Para pensar el futuro en términos umbríos, razones sobran. Atravesando la peor pandemia en siglos nos enteramos que Estados Unidos acapara tres veces la cantidad de vacunas que necesita, mientras que en todo el continente africano apenas el dos por ciento de la población obtuvo por ahora su dosis. Ante esta desigualdad creciente, que es presentada como inevitable en el mundo de pasiones tristes que postulan los dueños del poder y del dinero, tal vez lo único disruptivo sea decir, junto con CFK, “vamos a volver a ser felices”.
No lo somos. O no lo estamos siendo, en realidad. Parece obvio. El presente que nos toca es de instintivo recogimiento. Hay una vuelta a lo primitivo, a aquellos primeros tiempos de la especie que -como sabemos- no fueron de los más luminosos. En los ataques que las derechas planetarias destinan a las políticas de cuidado frente al Covid asoma la ley de la selva, o la supervivencia del más apto, o el darwinismo como idea ordenadora de la vida social, es decir, todo el salvajismo que la humanidad dejó atrás para mejorar.
CFK observa el malestar general, no lo niega, lo expone con lo que dice.
CFK observa el malestar general, no lo niega, lo expone con lo que dice. Si vamos a volver a ser felices es porque esa felicidad nos falta hoy. Es el virus, claro, es el virus y su carga mortífera, pero no es solo el virus.

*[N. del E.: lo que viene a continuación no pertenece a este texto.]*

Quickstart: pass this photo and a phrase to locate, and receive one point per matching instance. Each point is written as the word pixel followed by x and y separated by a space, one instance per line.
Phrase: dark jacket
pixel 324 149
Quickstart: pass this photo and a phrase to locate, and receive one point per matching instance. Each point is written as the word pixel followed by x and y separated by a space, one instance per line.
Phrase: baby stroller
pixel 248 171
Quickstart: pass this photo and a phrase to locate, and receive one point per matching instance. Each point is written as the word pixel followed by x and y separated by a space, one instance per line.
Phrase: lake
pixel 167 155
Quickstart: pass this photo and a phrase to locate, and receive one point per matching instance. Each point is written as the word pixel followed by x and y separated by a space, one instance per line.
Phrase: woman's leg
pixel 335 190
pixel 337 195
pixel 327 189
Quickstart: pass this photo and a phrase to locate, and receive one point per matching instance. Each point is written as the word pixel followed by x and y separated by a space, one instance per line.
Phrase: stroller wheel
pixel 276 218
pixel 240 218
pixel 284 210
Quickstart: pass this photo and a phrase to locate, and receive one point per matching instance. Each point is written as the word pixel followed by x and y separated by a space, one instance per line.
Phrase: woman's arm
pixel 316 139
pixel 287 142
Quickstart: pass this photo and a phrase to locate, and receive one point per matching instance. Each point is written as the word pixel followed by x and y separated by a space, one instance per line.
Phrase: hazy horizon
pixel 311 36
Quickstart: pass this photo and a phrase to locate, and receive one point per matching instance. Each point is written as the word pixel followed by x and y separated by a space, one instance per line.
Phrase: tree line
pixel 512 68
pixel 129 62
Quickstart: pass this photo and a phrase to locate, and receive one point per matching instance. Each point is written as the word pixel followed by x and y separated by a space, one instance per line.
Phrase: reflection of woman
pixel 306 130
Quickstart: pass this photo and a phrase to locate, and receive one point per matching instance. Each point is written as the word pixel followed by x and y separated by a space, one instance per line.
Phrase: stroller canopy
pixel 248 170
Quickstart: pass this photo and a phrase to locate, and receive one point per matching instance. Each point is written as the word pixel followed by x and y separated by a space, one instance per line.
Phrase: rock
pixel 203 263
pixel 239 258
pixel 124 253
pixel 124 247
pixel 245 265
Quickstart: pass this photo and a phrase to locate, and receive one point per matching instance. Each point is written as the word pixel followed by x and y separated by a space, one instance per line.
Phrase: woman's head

Pasan otras cosas: el salario no alcanza, las jubilaciones mínimas están por debajo de la línea de pobreza y la angustia de no llegar a fin de mes inunda muchos hogares del país, sobre todo aquellos que viven de los planes de subsistencia. Precios, salarios y jubilaciones están desalineados. O dicho de otro modo: desordenados.
El gobierno del Frente de Todos hace lo que puede, es verdad, no siempre hace todo y no siempre lo hace bien, eso también es cierto.
Indudablemente, hay imposibilidades fácticas. Para sellar su alianza con las distintas facciones del capital, la principal política del macrismo fue reducir el salario real medido en dólares, y para garantizar la fuga de dólares produjo un sideral endeudamiento que postró al país, nuevamente, ante el FMI y sus exigencias. Cualquier análisis que no parte de reconocer que la Argentina, después del último experimento neoliberal, terminó convertida en tierra arrasada, ni siquiera es incompleto, es un absurdo.
En los ataques que las derechas planetarias destinan a las políticas de cuidado frente al Covid asoma la ley de la selva.
Vale decir que esa metáfora, la de “la tierra arrasada”, intenta describir una catástrofe económica pero sobre todo humanitaria, con enormes dolores sociales cuya única atenuación, al momento, es que la fase sangrienta del experimento concluyó por obra de la voluntad popular expresada en diciembre del 19 a través del voto, aunque sus secuelas están vigentes.
Porque no parece sencillo lograr que la pandemia deje la menor cantidad de muertes posibles, evitar el achicamiento del gasto que siempre exige el FMI y recuperar, al menos, 20 puntos del salario real, con una oposición incapaz de acordar con el gobierno índices epidemiológicos objetivos para votar la Ley de Emergencia Covid, un FMI que modernizó su retórica pero pide ajuste como garantía de cobro y distintas facciones indolentes del capital que no alcanzan a ver relación entre los salarios que pagan y el aumento de la pobreza en el país.
Así enumerado, más bien parece imposible. Un escenario, de tan complejo, paralizante. La materialidad no ayuda. Pero acá es donde irrumpe la política. Es decir, la subjetividad de la política.
La que puede plantear, por ejemplo, que “vamos a volver a ser felices”, frase donde cohabitan la asunción del problema y la voluntad de querer resolverlo.